Update: You could make the Enterprise theme song a lot more bearable by replacing key lyrics with old episode titles from these lists:

'Cause I got dark side of heart
Goin' gorgeous transfiguration
I got Earth martial law
I can Rom's mutiny
I got terrible people-weapon
No one's gonna stolen Spock's brain
I can nature regression
I got dark (I got dark)
I got daaaaark...
Dark side of heart

: Let's clean out the Star Trek bin while we're at it. Sumana wrote an article on Enterprise for Salon, which is very good despite the too-flippant ending. Hooray for her!

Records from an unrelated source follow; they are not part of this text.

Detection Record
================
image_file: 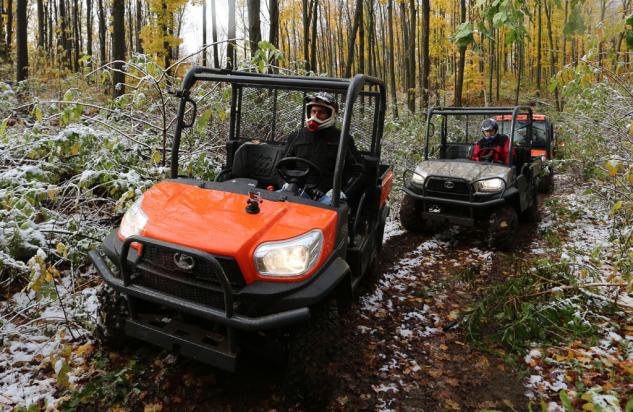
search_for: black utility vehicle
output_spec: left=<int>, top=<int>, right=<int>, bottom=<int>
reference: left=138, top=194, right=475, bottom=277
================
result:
left=400, top=106, right=543, bottom=249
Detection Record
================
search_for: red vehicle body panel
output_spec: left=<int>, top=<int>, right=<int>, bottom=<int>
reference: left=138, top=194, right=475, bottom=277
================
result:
left=119, top=182, right=338, bottom=284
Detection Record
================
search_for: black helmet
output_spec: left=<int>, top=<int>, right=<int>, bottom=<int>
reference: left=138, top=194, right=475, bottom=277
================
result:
left=481, top=118, right=499, bottom=132
left=305, top=92, right=338, bottom=131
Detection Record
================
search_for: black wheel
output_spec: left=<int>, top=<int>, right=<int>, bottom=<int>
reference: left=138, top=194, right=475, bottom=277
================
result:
left=538, top=168, right=554, bottom=194
left=488, top=206, right=519, bottom=250
left=95, top=285, right=129, bottom=349
left=521, top=188, right=538, bottom=223
left=400, top=195, right=424, bottom=233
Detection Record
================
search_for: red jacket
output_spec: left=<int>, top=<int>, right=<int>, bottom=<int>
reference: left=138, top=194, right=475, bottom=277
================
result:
left=471, top=134, right=510, bottom=164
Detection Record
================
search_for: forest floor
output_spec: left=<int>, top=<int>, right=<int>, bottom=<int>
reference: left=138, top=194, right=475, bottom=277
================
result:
left=0, top=169, right=633, bottom=411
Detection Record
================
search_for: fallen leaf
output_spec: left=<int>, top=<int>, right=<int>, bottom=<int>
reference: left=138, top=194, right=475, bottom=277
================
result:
left=336, top=396, right=349, bottom=406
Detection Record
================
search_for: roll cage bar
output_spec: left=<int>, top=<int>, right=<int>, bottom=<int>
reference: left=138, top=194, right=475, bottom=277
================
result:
left=171, top=67, right=387, bottom=207
left=424, top=106, right=533, bottom=165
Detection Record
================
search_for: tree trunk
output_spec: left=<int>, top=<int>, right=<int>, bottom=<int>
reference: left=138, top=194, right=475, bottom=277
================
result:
left=0, top=0, right=8, bottom=61
left=536, top=0, right=543, bottom=92
left=160, top=0, right=173, bottom=69
left=453, top=0, right=466, bottom=107
left=310, top=0, right=319, bottom=72
left=37, top=0, right=46, bottom=50
left=211, top=0, right=220, bottom=68
left=514, top=42, right=523, bottom=106
left=226, top=0, right=237, bottom=70
left=561, top=0, right=569, bottom=67
left=486, top=26, right=495, bottom=106
left=345, top=0, right=363, bottom=77
left=268, top=0, right=281, bottom=65
left=545, top=0, right=561, bottom=111
left=407, top=0, right=417, bottom=113
left=97, top=0, right=107, bottom=65
left=421, top=0, right=431, bottom=108
left=111, top=0, right=125, bottom=98
left=301, top=0, right=311, bottom=72
left=248, top=0, right=262, bottom=59
left=387, top=0, right=398, bottom=119
left=72, top=0, right=81, bottom=72
left=15, top=0, right=29, bottom=81
left=126, top=0, right=135, bottom=57
left=5, top=0, right=13, bottom=58
left=399, top=2, right=413, bottom=100
left=358, top=2, right=366, bottom=74
left=202, top=0, right=207, bottom=66
left=86, top=0, right=93, bottom=56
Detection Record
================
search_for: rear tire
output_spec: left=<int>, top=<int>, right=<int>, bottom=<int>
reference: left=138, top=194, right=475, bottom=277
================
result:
left=95, top=285, right=129, bottom=349
left=400, top=194, right=425, bottom=233
left=538, top=168, right=554, bottom=194
left=488, top=206, right=519, bottom=251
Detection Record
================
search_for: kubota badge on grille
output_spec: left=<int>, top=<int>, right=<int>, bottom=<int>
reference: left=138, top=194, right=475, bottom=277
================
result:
left=174, top=253, right=196, bottom=270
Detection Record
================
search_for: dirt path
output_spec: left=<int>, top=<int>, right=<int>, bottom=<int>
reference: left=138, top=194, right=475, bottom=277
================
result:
left=110, top=211, right=556, bottom=411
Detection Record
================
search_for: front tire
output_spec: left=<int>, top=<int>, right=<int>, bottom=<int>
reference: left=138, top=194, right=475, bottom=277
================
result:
left=538, top=168, right=554, bottom=194
left=95, top=285, right=129, bottom=349
left=400, top=194, right=424, bottom=233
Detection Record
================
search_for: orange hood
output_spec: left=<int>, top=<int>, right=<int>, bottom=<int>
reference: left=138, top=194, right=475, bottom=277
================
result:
left=136, top=182, right=337, bottom=283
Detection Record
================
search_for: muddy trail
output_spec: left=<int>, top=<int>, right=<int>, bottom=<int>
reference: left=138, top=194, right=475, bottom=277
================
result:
left=95, top=199, right=556, bottom=411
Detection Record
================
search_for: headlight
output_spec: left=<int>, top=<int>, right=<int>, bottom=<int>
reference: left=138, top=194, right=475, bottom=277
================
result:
left=119, top=196, right=147, bottom=238
left=411, top=166, right=428, bottom=186
left=253, top=229, right=323, bottom=277
left=475, top=177, right=505, bottom=193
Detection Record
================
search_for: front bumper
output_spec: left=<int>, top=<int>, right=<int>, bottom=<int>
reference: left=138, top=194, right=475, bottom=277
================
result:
left=89, top=231, right=350, bottom=370
left=404, top=187, right=518, bottom=226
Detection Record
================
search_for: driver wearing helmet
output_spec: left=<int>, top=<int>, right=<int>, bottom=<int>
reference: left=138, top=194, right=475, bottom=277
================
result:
left=472, top=118, right=510, bottom=164
left=284, top=92, right=362, bottom=203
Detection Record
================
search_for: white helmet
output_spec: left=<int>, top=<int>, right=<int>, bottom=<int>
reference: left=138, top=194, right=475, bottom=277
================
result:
left=305, top=92, right=338, bottom=132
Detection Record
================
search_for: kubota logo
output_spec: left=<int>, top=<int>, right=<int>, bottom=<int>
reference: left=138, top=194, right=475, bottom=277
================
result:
left=174, top=253, right=196, bottom=270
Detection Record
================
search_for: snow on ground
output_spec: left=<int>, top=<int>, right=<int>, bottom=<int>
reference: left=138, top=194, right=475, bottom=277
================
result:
left=524, top=175, right=633, bottom=411
left=0, top=273, right=97, bottom=410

Now it's time for the Nitpicking Fanboy Roundup, with your host, Bob the Tholian.

Today we take a look at the angry mob that descended upon your humble webmaster after he posted some random observations on Star Trek. A two-person mob can be pretty nasty, let me tell you. First up is everyone's favorite Kiwi fanboy, Joe Mahoney, self-described "owner of many a Star Trek reference book", who writes:

TOS also had Dr M'Benga on the medical staff - a specialist in Vulcan physiology he appeared in two separate episodes so he's at least as legit a character as Yeoman Rand or barclay in TNG/Voyager

Barclay was in Voyager? Did he get transferred and nobody noticed him for years and years? Seems about right.

Then we have Brendan, whose weblog is currently broken and who writes:

Actually, the doctor from Voyager showed up, albeit in a cameo, in First Contact. Crusher used him to distract some Borgs; he nervously asked if he could prescribe them some skin cream. Anyway, I'm pretty sure that movie is canon. The holodoc lives!

I'm Bob the Tholian. Until next time, fear my mighty web!

Tiny Cooking Tip: Do not use green onions in a pasta sauce. It will make the leftover pasta sauce inedible the next day because the onions will get slimy and taste gross. Use white or yellow onions instead, or the little brown ones. (I have not actually had the courage yet to try using the little brown ones, which is pretty silly, but you go ahead and use them.)